On Sept. 24, the Allied Scholars for Animal Protection at Dartmouth, a College chapter of the national animal rights advocacy organization, hosted an advanced screening of “Christspiracy” in Sarner Underground. The documentary, co-directed by Kip Andersen and Kameron Waters, examines how religious organizations justify the act of killing animals for consumption.
The event drew approximately 12 audience members. After the screening, national ASAP founder Faraz Harsini and Waters, who attended on Zoom, led a presentation on the environmental and public health risks created by the meat industry, followed by a Q&A.
The directors arranged the film’s Dartmouth screening as part of a four-month pre-release tour that is bringing the documentary to 17 universities, according to Harsini. Harsini said he discovered the film at its world premiere in Los Angeles in March and was later contacted by the directors — who hoped to leverage ASAP’s presence on college campuses — to help develop the pre-release tour. ASAP has chapters at peer institutions including Brown University, Harvard University and Yale University, according to its website.

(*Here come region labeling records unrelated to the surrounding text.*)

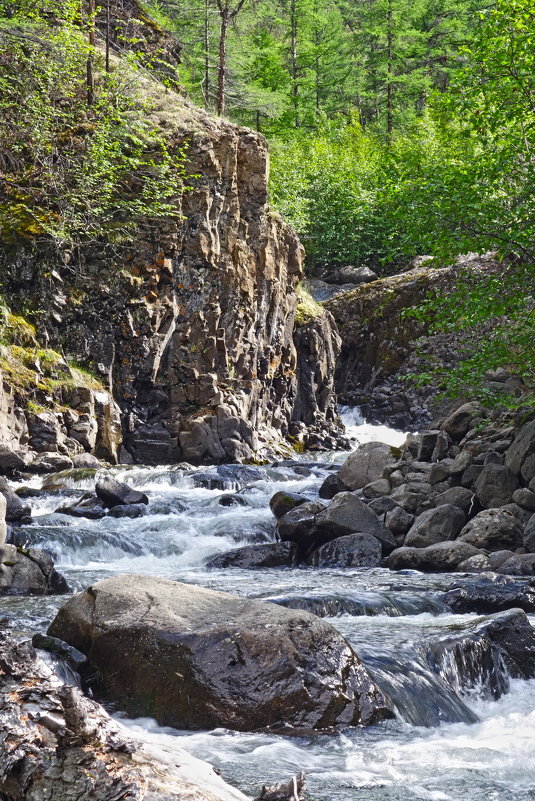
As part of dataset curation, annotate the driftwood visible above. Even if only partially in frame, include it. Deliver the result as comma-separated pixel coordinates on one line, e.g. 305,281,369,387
255,773,305,801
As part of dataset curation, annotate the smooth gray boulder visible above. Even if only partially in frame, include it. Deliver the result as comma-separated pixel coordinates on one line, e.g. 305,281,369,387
459,509,522,551
385,540,480,573
385,506,414,537
391,482,433,514
269,490,308,520
513,487,535,512
505,420,535,483
95,476,149,509
496,553,535,576
337,442,396,490
306,534,382,567
433,487,481,514
474,464,518,509
48,575,392,734
0,478,32,524
405,504,466,548
0,630,251,801
0,543,69,596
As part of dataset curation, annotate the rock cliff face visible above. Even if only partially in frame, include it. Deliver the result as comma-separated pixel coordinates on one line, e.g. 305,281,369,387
0,90,339,463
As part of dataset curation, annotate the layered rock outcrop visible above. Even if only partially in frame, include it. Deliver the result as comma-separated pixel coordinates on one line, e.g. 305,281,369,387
0,82,340,463
325,254,510,431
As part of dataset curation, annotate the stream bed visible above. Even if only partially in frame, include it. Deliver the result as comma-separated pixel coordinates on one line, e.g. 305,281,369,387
1,410,535,801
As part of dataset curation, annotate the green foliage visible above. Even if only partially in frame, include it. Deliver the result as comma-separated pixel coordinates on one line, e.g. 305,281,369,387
407,264,535,403
295,286,324,326
0,0,189,242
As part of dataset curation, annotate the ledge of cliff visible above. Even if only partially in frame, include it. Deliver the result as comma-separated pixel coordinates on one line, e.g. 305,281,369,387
0,77,341,464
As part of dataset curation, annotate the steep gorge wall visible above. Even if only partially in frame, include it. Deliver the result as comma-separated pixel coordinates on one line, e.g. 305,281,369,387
0,93,339,463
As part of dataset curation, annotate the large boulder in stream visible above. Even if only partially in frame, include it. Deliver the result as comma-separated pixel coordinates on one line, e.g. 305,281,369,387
0,631,251,801
48,575,392,734
337,442,396,490
443,573,535,614
95,476,149,508
0,543,69,596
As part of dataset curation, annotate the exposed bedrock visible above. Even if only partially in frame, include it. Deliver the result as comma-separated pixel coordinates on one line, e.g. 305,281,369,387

In an interview with The Dartmouth, Andersen said the pre-release college tour aims to teach the next generation of activists and political actors about animal consumption. The documentary also challenges viewers to reflect on their own spiritual beliefs and place them within the context of the film’s findings, Andersen added. The documentary claims that the meat industry may have influenced religious teachings within the past century.

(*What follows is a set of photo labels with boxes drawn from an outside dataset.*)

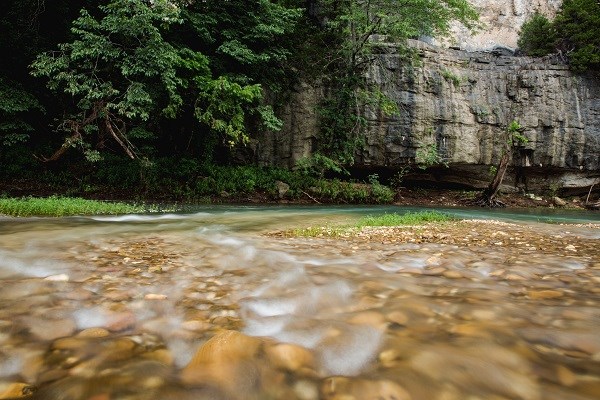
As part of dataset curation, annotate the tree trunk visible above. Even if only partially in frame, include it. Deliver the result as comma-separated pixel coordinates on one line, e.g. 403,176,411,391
476,150,510,207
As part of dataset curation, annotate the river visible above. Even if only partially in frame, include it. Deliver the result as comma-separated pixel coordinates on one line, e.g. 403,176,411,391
0,207,600,400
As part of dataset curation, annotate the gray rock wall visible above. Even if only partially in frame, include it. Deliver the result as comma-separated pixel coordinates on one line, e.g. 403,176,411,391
257,41,600,194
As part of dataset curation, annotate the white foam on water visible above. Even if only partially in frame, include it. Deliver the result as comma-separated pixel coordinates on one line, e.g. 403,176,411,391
73,307,110,329
0,353,24,378
316,324,383,376
240,254,383,375
0,250,64,278
167,338,198,368
89,214,193,222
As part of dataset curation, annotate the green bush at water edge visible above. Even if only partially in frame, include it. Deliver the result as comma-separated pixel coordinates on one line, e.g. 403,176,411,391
357,211,455,228
0,196,147,217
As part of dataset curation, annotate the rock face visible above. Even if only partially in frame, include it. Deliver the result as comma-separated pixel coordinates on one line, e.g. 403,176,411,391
258,41,600,192
358,41,600,194
255,0,600,194
446,0,562,51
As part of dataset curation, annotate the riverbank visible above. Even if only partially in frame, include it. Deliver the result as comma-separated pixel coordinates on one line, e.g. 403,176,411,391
0,181,586,209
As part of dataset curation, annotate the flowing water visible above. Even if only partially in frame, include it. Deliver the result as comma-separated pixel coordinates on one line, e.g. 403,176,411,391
0,207,600,400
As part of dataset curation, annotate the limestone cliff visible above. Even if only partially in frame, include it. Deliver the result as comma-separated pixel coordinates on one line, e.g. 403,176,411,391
358,41,600,190
446,0,562,51
255,0,600,193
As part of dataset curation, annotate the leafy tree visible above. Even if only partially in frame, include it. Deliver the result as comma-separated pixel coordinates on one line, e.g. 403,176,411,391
172,0,302,151
308,0,478,164
32,0,300,160
518,0,600,72
0,77,42,147
475,120,529,207
32,0,182,161
517,12,556,57
554,0,600,72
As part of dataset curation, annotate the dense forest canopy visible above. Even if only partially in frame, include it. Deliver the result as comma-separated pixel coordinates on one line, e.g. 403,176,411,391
0,0,599,200
518,0,600,72
0,0,476,181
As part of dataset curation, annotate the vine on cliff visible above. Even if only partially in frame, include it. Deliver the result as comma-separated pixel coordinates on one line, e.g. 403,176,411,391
314,0,478,170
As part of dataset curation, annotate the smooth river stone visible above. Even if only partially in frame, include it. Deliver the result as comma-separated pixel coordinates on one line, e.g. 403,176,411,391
266,343,315,372
0,382,29,399
181,331,263,395
26,318,76,340
527,290,564,300
321,376,411,400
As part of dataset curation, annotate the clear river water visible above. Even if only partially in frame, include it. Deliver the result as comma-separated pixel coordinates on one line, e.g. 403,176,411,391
0,206,600,400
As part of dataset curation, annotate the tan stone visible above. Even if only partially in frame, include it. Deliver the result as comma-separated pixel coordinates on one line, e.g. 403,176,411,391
386,311,408,325
527,290,564,300
556,365,577,386
443,271,463,279
266,343,315,372
0,382,29,399
77,328,110,338
143,349,173,365
181,330,263,393
348,311,387,330
321,377,411,400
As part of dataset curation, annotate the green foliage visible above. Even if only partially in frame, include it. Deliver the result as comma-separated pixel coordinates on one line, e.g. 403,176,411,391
196,76,262,146
0,196,146,217
441,69,462,88
518,0,600,72
506,120,529,146
517,12,556,57
317,0,478,165
415,143,448,169
296,153,349,178
31,0,183,160
0,76,42,147
554,0,600,72
357,211,455,227
286,211,456,238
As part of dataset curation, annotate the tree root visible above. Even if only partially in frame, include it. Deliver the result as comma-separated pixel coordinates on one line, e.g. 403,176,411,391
472,196,506,208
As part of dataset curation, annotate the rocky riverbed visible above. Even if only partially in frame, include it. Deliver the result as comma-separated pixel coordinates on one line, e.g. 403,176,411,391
0,211,600,400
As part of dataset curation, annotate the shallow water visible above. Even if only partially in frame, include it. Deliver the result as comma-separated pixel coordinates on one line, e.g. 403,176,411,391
0,207,600,400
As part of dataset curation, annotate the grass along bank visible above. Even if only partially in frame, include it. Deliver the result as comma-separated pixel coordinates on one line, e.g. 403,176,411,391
282,211,456,238
0,196,149,217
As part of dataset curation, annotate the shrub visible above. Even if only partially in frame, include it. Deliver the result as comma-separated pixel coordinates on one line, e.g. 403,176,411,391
517,12,556,57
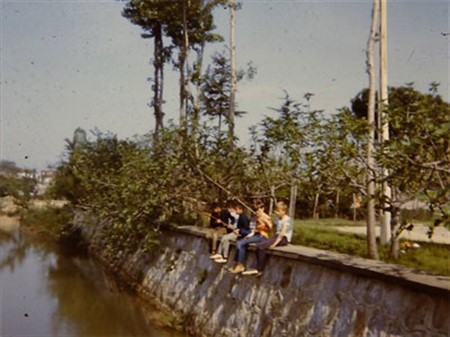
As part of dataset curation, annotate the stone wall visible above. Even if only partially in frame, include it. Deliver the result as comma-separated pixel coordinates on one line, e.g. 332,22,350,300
78,219,450,337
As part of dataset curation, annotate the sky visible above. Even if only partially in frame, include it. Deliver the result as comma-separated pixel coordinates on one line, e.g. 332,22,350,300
0,0,450,170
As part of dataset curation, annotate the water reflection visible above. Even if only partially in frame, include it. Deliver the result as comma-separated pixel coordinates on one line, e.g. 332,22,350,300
0,228,183,337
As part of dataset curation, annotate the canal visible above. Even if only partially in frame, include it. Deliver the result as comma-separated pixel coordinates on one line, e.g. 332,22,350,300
0,227,186,337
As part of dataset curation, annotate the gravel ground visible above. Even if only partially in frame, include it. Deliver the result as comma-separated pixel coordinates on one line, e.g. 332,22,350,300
336,225,450,245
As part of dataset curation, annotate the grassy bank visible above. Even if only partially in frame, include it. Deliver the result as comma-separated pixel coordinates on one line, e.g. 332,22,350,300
292,219,450,276
20,203,73,242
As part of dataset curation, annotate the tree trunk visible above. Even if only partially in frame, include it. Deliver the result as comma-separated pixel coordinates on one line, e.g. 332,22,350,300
152,24,164,141
313,193,320,220
366,0,379,260
378,0,392,245
289,181,297,220
179,0,189,129
228,0,237,150
334,190,340,218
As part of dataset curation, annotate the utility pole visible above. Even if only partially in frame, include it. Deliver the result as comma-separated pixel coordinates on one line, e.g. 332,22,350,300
378,0,392,245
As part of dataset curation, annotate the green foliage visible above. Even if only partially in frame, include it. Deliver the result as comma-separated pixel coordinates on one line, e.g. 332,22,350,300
292,219,450,276
20,207,73,241
377,86,450,226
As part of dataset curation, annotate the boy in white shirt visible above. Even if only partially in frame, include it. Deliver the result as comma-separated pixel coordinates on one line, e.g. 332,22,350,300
242,201,294,276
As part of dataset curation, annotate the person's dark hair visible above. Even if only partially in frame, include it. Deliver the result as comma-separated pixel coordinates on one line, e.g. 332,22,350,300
234,204,244,209
255,200,265,209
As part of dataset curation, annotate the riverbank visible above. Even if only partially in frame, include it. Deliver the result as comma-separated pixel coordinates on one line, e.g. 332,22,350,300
73,211,450,337
0,210,184,334
0,214,20,233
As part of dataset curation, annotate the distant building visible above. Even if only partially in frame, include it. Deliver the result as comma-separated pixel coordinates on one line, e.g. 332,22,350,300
36,169,56,195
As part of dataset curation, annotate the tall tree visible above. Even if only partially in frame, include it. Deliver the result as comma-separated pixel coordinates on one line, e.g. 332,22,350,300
122,0,170,139
378,0,392,245
366,0,379,260
228,0,237,150
200,52,248,142
165,0,224,129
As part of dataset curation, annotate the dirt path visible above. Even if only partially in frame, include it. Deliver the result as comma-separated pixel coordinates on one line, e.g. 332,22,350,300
335,225,450,245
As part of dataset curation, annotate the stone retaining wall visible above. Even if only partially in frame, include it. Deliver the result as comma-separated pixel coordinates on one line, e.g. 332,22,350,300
77,218,450,337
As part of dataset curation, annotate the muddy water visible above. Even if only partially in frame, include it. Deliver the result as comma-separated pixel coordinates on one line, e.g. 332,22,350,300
0,231,185,337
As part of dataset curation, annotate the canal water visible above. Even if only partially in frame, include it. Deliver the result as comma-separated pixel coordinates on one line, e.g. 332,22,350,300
0,231,186,337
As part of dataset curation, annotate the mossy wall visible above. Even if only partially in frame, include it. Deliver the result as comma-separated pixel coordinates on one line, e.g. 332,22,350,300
76,215,450,337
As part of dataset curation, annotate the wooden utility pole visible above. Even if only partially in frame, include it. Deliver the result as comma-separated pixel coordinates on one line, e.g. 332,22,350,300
228,0,237,150
378,0,392,245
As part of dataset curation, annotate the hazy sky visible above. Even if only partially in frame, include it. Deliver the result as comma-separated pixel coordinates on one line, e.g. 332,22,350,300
0,0,450,169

According to Harsini, universities are “the most important place to actually educate people with our limited resources” — making the tour an important avenue to spread ASAP’s messages of animal advocacy.
Following the screening and presentation, Harsini facilitated an open forum discussion where audience members could share their thoughts. Waters was asked about the documentary’s production process and his personal feelings about the meat industry. In response, he said that, while learning about the connections between religion and the meat industry shown in the film was difficult, it strengthened his desire to keep creating the film because he wanted others to experience the shock he had felt.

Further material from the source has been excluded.